Whether or not you think "mixed" content in XML is ever a good idea, you may need to handle it using JAXB one day. Recall that for JAXB to parse a mixed content XML element to a class C, you use an @XmlMixed
annotation on a field of C of type List< Serializable >
, combined with either @XmlAnyElement
or @XmlElements
. In each case, the resulting list will contain Strings representing the text nodes and objects representing the element nodes, in the same order as they appear in the XML text. Thus
<thing>stuff<nested/>entities<alsoNested/></thing>maps to an instance of
@XmlRootElement class Thing { @XmlMixed @XmlAnyElement List< Serializable > lserComponents; }which looks like
{ lserComponents : [ "stuff", { localName : "nested" }, "entities", { localName: "alsoNested" } ] }Unfortunately, if the only content other than nested elements happens to be white space, as in
<thing><nested/> <alsoNested/></thing>you get the odd bound object
{ lserComponents : [ { localName : "nested" }, { localName: "alsoNested" }, "" ] }If you care about white space, and who doesn't these days in the throes of late-stage Reaganomics, you need a trick when you actually go to parse the XML.

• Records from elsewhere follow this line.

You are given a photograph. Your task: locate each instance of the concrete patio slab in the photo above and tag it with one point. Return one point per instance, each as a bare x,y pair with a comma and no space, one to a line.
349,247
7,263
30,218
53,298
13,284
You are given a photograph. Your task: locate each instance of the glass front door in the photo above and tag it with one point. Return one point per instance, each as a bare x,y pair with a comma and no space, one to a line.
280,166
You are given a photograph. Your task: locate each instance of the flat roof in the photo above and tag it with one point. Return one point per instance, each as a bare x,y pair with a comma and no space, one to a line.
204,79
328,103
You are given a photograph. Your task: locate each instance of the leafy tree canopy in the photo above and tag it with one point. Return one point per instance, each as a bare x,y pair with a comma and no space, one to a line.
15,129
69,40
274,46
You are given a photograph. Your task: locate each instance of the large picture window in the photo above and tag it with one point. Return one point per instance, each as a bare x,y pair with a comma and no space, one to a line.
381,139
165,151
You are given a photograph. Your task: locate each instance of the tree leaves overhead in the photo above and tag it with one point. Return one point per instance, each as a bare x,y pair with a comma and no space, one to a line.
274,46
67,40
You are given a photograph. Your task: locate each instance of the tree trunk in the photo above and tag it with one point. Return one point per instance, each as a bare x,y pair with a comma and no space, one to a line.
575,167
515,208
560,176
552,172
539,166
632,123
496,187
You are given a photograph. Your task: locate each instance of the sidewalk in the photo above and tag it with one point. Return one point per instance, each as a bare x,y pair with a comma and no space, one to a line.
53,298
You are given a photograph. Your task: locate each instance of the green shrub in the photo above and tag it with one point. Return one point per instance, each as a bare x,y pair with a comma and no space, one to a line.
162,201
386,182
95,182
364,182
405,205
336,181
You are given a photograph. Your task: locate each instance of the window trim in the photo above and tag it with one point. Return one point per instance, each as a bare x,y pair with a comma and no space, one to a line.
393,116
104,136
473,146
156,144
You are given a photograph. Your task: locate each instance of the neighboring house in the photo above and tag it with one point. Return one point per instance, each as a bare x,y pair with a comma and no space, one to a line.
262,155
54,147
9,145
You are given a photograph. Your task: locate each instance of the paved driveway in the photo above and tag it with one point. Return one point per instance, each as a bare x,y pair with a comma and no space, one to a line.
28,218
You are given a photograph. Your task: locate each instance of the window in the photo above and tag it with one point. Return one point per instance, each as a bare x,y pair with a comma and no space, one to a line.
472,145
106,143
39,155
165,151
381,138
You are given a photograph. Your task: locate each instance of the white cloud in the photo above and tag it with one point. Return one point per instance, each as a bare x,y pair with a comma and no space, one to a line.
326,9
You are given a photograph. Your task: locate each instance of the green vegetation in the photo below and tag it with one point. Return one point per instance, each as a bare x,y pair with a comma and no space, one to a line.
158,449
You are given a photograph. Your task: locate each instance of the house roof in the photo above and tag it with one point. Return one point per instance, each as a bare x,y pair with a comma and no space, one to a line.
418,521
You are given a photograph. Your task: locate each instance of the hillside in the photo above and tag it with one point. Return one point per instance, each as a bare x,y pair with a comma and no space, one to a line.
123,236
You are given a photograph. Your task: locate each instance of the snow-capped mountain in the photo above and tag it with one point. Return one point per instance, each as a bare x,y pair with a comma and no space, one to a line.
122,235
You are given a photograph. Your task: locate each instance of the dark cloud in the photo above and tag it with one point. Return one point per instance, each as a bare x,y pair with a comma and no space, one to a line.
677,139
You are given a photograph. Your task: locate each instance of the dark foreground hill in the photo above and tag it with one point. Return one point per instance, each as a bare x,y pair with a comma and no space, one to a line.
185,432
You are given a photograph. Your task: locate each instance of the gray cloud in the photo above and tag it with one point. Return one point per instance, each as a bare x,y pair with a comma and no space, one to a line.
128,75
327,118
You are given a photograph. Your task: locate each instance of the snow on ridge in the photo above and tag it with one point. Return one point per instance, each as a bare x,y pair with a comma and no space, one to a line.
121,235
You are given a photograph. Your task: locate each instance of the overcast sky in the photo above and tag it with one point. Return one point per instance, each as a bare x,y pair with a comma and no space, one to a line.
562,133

First, we create a SAX 2.0 ContentHandler implementation that delegates all events to a JAXB UnmarshallerHandler, but modifies all the whitespace slightly:
class WhitespaceAwareUnmarshallerHandler implements ContentHandler { private final UnmarshallerHandler uh; public WhitespaceAwareUnmarshallerHandler( UnmarshallerHandler uh ) { this.uh = uh; } /** * Replace all-whitespace character blocks with the character '\u000B', * which satisfies the following properties: * * 1. "\u000B".matches( "\\s" ) == true * 2. when parsing XmlMixed content, JAXB does not suppress the whitespace **/ public void characters( char[] ch, int start, int length ) throws SAXException { for ( int i = start + length - 1; i >= start; --i ) if ( !Character.isWhitespace( ch[ i ] ) ) { uh.characters( ch, start, length ); return; } Arrays.fill( ch, start, start + length, '\u000B' ); uh.characters( ch, start, length ); } /* what follows is just blind delegation monkey code */ public void ignorableWhitespace( char[] ch, int start, int length ) throws SAXException { uh.characters( ch, start, length ); } public void endDocument() throws SAXException { uh.endDocument(); } public void endElement( String uri, String localName, String name ) throws SAXException { uh.endElement( uri, localName, name ); } public void endPrefixMapping( String prefix ) throws SAXException { uh.endPrefixMapping( prefix ); } public void processingInstruction( String target, String data ) throws SAXException { uh.processingInstruction( target, data ); } public void setDocumentLocator( Locator locator ) { uh.setDocumentLocator( locator ); } public void skippedEntity( String name ) throws SAXException { uh.skippedEntity( name ); } public void startDocument() throws SAXException { uh.startDocument(); } public void startElement( String uri, String localName, String name, Attributes atts ) throws SAXException { uh.startElement( uri, localName, name, atts ); } public void startPrefixMapping( String prefix, String uri ) throws SAXException { uh.startPrefixMapping( prefix, uri ); } }Then at parse time, instead of the usual
ctx.createUnmarhaller().unmarshal( strData )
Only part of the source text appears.